The peculiar problems with architectural design in Seattle have a lot to do with the “owners” – the Seattleites. When people ask me about the Feng Shui of Seattle, I say that it’s good – but too good. In Yin-Yang theory, when yang reaches a maximum it begins to turn into yin. In an most ideal living environment, there is little challenge. There are no hurricanes, tornadoes, or other serious problems. There is not enough adversity to forge strong characters. Because they lack a strong character, Seattle people tend of be passive, and indecisive. This is what allows architects from out of town to show up and ruin the beautiful landscape and skyline.

When the Experience Music Project was built, no news media dare to criticize the design. The most critical remark anyone dared to make was that its was “interesting”. For decades, Seattleites have been talking and arguing about mass transit system. And we are still talking, still arguing, still vacillating. The problem is not whether one system is better than another: the problem is whether Seattleites have the guts to make a decision and stick to it.

We have just said that design hinges on the talent of an architect, and that talent is the ability to channel the energy and information (the heart, mind and soul) of both the owner and the architect. However, this means that, while a talented architect could create a master piece – or could equally create a master disaster. (After all, an average talent could only create an average disaster). Everything has three aspects – matter (physical manifestation), energy (chi) and information (heart, mind or soul). Although this is as true of buildings as anything else, architects tend to focus on the physical, because they do not have a theory that would allow them to grasp the energy or information aspects. Even without a theory, however, talented architects connect with the energy and information levels, ands manifest them in their work.

The same architect can turn out work at either end of the scale. Steven Holl did beautiful work with Seattle University’s Chapel of St. lgnatius, but he also designed the chaotic and unworkable building of the Bellevue Modern Art Museum. Frank Gehry’s Guggenheim Museum in Bilbao in Northern Spain is a successful piece; people in Seattle hoped his design for a museum in Seattle will draw visitors from around the world. But the EMP is more than a mere disaster: is has gained a reputation as one of the ten ugliest buildings in the world.

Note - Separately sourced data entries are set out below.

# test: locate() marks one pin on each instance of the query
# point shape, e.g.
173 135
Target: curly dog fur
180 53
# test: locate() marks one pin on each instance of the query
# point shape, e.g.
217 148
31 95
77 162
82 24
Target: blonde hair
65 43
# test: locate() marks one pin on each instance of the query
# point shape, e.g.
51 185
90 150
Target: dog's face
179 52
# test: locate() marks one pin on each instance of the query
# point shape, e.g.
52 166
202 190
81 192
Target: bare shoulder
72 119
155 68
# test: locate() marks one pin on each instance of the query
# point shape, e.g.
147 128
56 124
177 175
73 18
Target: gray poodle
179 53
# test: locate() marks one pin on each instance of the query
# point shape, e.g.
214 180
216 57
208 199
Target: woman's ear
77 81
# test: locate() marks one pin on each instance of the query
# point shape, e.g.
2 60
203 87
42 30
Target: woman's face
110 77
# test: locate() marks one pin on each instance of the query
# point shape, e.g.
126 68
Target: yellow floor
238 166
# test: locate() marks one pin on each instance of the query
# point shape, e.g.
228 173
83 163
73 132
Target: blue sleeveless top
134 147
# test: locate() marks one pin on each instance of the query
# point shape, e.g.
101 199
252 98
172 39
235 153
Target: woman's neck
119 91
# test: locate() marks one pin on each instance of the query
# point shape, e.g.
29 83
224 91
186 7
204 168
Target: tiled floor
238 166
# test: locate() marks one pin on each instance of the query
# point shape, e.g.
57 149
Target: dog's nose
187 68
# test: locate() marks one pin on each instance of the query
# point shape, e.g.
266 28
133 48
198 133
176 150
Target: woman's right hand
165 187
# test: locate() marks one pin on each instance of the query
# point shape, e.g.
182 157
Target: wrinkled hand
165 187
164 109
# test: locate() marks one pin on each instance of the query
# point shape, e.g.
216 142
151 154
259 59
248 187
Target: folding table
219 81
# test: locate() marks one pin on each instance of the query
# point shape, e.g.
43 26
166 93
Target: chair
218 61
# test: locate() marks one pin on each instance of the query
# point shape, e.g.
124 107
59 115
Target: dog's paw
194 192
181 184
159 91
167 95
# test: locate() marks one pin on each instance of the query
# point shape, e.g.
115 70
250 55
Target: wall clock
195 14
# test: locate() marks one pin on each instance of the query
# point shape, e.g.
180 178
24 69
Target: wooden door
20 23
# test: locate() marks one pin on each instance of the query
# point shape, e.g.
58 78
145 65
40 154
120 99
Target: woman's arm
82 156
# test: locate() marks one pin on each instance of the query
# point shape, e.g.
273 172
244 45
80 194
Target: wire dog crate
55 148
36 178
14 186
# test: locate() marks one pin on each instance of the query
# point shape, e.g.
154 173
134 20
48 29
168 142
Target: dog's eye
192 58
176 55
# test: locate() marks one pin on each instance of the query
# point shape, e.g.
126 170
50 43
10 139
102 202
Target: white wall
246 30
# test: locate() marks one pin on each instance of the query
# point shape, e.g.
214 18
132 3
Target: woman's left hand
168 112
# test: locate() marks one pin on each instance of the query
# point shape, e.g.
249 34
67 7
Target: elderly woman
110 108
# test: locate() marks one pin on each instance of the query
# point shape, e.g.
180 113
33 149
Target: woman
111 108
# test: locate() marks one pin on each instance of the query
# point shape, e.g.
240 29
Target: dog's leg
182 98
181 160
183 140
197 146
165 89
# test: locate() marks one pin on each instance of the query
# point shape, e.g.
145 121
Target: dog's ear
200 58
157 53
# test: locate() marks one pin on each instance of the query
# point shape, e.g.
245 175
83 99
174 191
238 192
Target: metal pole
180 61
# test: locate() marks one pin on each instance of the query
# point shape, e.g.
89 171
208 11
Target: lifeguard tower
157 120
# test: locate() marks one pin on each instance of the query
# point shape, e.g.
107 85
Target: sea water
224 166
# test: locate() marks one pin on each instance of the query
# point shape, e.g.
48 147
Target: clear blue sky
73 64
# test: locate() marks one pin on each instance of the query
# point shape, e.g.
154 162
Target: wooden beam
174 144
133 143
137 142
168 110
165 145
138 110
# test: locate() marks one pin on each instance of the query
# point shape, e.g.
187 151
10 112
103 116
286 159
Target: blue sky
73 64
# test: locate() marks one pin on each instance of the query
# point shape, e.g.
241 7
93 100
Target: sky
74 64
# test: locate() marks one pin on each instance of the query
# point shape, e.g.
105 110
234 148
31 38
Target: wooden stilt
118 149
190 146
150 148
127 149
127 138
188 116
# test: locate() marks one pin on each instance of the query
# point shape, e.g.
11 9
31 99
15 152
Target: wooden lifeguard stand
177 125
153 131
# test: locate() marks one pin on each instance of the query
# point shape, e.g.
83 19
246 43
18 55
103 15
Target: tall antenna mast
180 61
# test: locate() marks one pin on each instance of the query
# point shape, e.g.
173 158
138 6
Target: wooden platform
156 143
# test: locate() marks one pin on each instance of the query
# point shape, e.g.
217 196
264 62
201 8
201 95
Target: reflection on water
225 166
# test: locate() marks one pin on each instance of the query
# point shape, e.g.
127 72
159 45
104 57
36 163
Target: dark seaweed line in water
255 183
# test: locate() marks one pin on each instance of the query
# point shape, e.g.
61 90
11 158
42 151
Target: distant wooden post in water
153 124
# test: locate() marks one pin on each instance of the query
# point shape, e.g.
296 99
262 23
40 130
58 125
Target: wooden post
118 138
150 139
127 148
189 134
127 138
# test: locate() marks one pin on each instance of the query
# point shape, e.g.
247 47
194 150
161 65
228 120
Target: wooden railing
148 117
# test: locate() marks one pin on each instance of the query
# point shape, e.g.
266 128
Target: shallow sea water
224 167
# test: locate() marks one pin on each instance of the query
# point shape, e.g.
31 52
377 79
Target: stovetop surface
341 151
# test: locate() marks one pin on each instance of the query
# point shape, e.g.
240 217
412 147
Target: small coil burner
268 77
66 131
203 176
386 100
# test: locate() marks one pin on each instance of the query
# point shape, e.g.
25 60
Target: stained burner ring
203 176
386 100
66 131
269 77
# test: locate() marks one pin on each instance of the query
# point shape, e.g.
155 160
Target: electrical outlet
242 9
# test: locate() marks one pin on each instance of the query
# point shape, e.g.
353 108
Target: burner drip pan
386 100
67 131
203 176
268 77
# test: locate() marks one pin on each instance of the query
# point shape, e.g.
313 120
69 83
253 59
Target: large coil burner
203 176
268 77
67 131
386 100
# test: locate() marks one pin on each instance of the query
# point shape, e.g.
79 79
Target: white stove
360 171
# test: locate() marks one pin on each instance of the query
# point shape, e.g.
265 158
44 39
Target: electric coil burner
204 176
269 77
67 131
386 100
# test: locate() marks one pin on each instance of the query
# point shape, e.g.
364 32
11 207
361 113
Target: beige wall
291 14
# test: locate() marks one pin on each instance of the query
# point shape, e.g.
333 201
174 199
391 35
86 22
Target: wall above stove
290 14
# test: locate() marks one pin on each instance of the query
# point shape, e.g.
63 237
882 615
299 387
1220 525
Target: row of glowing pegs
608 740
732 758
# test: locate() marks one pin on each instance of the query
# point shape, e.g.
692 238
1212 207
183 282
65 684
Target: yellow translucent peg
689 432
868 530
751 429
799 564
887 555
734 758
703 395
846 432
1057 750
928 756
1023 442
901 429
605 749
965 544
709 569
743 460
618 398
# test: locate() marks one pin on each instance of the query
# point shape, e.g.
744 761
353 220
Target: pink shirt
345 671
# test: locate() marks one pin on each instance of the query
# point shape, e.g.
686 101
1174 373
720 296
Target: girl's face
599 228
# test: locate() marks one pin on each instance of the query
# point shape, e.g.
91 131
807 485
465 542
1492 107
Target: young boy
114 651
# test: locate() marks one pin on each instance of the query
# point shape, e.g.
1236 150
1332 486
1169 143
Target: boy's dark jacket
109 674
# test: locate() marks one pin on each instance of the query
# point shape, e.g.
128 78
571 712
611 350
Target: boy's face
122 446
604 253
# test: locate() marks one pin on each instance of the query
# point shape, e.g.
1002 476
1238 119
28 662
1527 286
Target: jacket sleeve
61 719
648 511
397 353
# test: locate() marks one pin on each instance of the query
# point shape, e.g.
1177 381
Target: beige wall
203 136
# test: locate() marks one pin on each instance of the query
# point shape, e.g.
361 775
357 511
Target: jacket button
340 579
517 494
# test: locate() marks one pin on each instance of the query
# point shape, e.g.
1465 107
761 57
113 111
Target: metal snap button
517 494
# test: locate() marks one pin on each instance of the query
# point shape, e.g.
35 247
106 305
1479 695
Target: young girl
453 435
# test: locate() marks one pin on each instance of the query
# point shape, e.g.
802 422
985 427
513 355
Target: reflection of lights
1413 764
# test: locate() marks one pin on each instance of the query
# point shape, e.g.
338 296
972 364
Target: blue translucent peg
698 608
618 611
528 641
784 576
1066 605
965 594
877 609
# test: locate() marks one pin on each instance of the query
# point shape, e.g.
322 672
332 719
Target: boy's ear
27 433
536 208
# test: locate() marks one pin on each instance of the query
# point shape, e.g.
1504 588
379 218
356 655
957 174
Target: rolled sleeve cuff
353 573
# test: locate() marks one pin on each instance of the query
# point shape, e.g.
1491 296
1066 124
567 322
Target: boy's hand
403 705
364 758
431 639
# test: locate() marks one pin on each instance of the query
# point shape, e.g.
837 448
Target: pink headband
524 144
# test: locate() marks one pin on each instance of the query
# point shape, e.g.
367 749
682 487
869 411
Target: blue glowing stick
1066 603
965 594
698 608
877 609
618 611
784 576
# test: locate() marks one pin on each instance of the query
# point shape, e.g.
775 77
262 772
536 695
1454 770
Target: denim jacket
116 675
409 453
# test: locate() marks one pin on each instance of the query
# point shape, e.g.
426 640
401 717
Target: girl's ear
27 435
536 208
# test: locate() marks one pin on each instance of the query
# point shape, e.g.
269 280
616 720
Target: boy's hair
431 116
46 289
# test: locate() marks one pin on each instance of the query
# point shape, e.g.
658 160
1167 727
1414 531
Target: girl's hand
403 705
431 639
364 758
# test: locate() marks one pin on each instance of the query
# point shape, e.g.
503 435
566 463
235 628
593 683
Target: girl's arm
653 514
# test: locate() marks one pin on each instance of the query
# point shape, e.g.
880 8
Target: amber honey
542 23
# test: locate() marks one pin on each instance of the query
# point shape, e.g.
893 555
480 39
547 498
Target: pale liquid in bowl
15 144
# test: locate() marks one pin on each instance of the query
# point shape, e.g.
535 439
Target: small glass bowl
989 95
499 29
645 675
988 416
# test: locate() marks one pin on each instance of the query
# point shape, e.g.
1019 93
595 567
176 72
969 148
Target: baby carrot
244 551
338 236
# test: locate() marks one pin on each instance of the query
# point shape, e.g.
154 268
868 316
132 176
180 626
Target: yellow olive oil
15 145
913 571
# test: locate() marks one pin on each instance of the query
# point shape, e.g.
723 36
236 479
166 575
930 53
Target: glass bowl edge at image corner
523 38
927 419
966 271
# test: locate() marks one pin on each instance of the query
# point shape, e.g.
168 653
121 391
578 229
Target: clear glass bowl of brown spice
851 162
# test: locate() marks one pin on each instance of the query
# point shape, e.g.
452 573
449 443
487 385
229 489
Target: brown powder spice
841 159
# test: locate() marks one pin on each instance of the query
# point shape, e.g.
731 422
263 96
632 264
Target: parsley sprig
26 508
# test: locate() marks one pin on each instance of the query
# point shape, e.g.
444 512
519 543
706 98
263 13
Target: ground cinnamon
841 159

What makes the difference, from project to project, is a matter of the balance of the heart. In general, there are not many ugly religious buildings. When architects feel respect for the project, when they feel it is beyond being a merely personal project, ego is more suppressed – one might say that a divine intervention safeguards the design. But when architects become very successful, and perhaps even complacent about their abilities, that arrogance and shifts the balance of the heart, and that imbalance expresses itself in the work.

This is not true just for architects: it is true for all of us. Matter, energy and information are the three aspects of existence, but our focus is largely on the material level, the level visible manifestation. Nevertheless, it is the higher-order aspects of energy and information that ultimately make the difference, and how they manifest depends on the balance of our own hearts.